Getting (Unremarkable) Things Done: The Problem With David Allen’s Universalism - dctoedt
http://calnewport.com/blog/2012/12/21/getting-unremarkable-things-done-the-problem-with-david-allens-universalism
======
vl
I think author misused GTD. GTD allows me to dedicate uninterrupted time for
"deep work" precisely because I know that there is dedicated time and place
for dealing with "shallow" work and it's take out of the way. Allen himself
writes about not being to do everything, for me it means that there should be
conscious effort to limit amount of "shallow work" you do and may be decide
not to do some items at all.
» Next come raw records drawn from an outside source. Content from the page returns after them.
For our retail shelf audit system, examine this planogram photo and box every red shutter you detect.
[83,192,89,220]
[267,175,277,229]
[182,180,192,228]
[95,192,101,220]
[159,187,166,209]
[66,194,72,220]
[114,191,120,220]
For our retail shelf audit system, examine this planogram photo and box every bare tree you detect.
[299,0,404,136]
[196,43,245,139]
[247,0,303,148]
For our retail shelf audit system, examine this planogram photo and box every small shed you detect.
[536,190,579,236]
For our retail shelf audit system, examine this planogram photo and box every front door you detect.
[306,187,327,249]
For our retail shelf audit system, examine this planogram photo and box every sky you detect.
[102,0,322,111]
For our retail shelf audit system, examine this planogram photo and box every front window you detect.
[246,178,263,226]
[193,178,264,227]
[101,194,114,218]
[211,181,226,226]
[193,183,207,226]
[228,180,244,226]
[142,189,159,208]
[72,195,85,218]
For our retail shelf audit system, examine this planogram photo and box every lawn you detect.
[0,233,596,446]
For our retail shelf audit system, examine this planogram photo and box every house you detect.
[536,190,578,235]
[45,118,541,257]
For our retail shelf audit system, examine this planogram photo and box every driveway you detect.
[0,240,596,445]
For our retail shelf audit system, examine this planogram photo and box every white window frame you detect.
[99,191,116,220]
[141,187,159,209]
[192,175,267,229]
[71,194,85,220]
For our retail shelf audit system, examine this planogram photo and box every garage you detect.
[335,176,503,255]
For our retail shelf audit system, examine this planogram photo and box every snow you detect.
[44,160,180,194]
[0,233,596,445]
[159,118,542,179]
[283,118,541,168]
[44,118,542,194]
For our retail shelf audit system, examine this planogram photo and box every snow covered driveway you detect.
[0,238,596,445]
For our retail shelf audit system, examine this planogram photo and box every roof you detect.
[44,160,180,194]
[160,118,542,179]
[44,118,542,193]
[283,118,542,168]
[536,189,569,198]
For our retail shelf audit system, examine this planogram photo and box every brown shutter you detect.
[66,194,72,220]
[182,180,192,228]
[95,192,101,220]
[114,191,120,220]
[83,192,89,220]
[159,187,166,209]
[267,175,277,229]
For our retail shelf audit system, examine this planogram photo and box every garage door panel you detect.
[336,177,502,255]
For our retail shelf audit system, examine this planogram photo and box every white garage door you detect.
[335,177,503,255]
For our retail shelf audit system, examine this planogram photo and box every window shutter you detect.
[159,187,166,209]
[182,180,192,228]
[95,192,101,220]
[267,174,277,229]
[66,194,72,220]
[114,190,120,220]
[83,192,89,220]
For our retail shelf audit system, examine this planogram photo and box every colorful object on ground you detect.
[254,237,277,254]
In other word if all you time goes to "shallow
work", then you prioritized your projects wrong.

Also, GTD book is one of the most badly written books, the style is watery,
and just hard to get through. It could be compressed threefold without the
loss of meaning. I opted out for audio version which I could listen to on
faster speed. This is a pity that invaluable advise comes in such package,
recently I started to re-read, but now thinking about trying to reading some
of this "GTD Summary" books instead. I wish somebody would buy license from
Allen to rewrite it in digestible, concise way.
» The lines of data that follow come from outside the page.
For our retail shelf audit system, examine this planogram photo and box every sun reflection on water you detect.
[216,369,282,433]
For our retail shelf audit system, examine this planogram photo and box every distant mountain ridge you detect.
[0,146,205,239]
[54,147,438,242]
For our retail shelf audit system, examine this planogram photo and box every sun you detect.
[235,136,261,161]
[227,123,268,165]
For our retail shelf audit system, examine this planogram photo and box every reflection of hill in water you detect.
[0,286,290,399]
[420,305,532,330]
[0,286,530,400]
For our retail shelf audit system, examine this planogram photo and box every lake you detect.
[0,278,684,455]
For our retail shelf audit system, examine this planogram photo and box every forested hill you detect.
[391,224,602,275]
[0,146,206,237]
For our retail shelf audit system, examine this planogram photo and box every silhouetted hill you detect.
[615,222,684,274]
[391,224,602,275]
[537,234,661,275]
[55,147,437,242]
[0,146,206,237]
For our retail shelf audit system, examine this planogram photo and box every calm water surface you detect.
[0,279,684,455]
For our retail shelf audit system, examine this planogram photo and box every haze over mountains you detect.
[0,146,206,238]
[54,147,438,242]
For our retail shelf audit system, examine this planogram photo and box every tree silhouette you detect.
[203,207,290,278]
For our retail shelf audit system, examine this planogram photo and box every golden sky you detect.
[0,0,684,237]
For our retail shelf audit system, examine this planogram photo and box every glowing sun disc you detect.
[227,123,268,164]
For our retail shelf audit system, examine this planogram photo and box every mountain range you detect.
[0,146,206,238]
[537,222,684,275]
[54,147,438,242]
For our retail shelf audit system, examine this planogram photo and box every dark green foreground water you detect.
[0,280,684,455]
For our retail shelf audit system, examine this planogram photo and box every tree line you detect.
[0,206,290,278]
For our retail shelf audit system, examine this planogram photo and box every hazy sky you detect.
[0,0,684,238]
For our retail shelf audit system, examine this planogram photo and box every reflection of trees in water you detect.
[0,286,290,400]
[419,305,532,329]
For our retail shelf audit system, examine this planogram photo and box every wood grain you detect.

Also, I was using (and paying for) RTM for years for my list keeping, but it's
just not optimized for GTD and web UI needs long-required update. Nirvana HQ
finally got smartphone client, I switched to it and it's really good.
Nirvana's web UI is well structured, compared to RTM it needs better keyboard
shortcuts and group operations, but overall it's much easier to use for GTD
than RTM.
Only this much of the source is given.